Face aux journalistes et en présence du chef du village de Motobé, Nanan Ebikoi Faustin, Aimé Akpalé a dénoncé ce qu’il considère comme des tentatives d’expropriation visant une extension de terrain lui appartenant légalement. Selon lui, certaines manœuvres cherchent à remettre en cause ses droits de propriété, pourtant acquis dans le strict respect des procédures administratives et légales en vigueur.

Le PDG de SOAF-ADA a tenu à lever toute ambiguïté autour de ce dossier afin, dit-il, d’éviter des malentendus susceptibles de dégénérer en conflit. Il a réaffirmé son attachement au respect des lois foncières ivoiriennes et à une résolution pacifique de la situation, tout en appelant les autorités compétentes à se saisir du dossier pour un traitement juste et transparent.
Prenant la parole à son tour, le chef du village de Motobé, Nanan Ebikoi Faustin, a soutenu la démarche d’éclaircissement entreprise par Aimé Akpalé.

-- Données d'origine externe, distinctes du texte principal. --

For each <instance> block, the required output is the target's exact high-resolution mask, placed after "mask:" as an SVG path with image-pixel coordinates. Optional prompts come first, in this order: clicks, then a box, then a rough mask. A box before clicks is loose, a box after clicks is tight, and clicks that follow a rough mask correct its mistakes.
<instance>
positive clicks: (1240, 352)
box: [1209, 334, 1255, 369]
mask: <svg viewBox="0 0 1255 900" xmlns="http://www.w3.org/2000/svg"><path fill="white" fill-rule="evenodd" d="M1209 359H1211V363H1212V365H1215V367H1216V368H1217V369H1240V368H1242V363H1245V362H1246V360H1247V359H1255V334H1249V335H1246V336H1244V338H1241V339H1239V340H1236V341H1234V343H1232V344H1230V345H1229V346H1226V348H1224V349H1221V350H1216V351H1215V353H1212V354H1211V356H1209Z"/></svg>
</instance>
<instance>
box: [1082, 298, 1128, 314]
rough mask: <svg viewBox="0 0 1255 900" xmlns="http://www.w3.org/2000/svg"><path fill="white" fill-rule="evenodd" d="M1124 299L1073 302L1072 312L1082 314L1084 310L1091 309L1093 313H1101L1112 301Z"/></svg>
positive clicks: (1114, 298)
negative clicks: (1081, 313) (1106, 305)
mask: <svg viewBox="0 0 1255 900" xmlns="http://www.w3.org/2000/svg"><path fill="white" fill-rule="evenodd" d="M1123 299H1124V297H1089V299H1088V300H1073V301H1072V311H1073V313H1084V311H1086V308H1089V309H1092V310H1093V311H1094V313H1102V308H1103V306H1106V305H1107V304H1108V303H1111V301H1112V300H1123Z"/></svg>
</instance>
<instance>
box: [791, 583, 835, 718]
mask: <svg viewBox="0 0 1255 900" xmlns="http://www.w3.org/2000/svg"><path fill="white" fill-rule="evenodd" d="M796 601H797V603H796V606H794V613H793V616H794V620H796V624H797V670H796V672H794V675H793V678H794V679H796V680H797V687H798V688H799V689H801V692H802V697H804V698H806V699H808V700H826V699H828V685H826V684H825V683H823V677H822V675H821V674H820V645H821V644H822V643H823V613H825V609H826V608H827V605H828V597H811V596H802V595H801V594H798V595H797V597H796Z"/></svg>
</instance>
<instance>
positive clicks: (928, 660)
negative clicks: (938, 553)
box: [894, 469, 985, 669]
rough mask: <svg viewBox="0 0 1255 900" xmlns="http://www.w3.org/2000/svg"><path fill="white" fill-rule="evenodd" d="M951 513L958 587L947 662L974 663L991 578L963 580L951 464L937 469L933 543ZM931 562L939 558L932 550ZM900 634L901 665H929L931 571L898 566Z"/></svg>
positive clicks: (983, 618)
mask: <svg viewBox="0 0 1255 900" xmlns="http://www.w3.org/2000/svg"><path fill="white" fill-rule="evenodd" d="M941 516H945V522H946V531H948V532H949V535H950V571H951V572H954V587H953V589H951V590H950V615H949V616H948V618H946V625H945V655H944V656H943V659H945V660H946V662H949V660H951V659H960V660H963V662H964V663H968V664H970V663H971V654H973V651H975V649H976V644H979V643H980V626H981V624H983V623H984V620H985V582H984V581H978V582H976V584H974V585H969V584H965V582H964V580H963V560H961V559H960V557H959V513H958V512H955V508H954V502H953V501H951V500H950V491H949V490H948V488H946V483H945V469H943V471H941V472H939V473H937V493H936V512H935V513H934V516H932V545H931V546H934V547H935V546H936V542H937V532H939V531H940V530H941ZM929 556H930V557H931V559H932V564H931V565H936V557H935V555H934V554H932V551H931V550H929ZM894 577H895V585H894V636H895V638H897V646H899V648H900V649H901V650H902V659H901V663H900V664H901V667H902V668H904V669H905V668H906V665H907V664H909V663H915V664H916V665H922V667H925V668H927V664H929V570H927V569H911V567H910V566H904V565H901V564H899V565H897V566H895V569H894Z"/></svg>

Il a insisté sur la nécessité du dialogue, de la concertation et de la transparence dans la gestion des questions foncières, afin de préserver la cohésion sociale au sein de la communauté.
À travers cette sortie médiatique, Aimé Akpalé affirme vouloir non seulement défendre ses droits, mais aussi attirer l’attention de l’opinion publique sur les enjeux liés à la sécurisation foncière, un défi majeur pour le développement équilibré et durable des zones rurales et urbaines en Côte d’Ivoire.